Carboidrati e poco altro, insomma e dal sapore pressoché nullo sebbene con un potere di “riempimento” altissimo!
È per questo che tutti la vogliono, in alternativa al riso che è piatto da giorni di festa.
Noi occidentali siamo molte volte mal visti perché, magari, mangiamo un pezzo di pollo accompagnato dall’insalata e non ci mettiamo la chima accanto. In quei casi il commento è un po’ un equivalente del nostro “Ah… ma allora questa non è vera fame!!!”, come a dire che senza la chima non ci si riempie la pancia. E lo stesso dicono quando ci vedono mangiare un piatto di pasta: “ah, ma quella non è chima, non toglie la fame, cosa lo mangi a fare!?”.
Fufu, pap, fungi, nshima o ugali…Nomi differenti in Paesi diversi per identificare sempre la stessa cosa: la chima!, ovvero il piatto nazionale, la base di qualsiasi tipo di pietanza, e anche molto di più.

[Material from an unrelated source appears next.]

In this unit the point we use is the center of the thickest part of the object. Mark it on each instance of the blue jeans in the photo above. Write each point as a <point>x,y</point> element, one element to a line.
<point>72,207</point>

Con la chima ad esempio viene prodotto il “maheu”, una bibita energetica venduta a pochi centesimi che sembra un frappè di farina di mais. Può piacere e non piacere ma qui in molti si comprano la loro bottiglietta, riciclata, di maheu a metà mattina per arrivare fino al pranzo. In altri casi la farina bianca poco lavorata viene messa a fermentare fino a dare un prodotto chiamato “cabanga”, vera e propria specialità per gli intenditori! Molti potranno pensare che in fondo si tratta del solito piatto povero per i poveri, così come la polenta lo era per i nostri nonni, vissuti nell’ottocento o durante le guerre quando si mangiava con del pesce secco strusciato sopra per insaporire il tutto. Forse non sbagliereste di tanto ma, appallottolarla tra le mani e intingerla nel mare di sughetto del proprio piatto, posso assicurarvi che è un piacere speciale!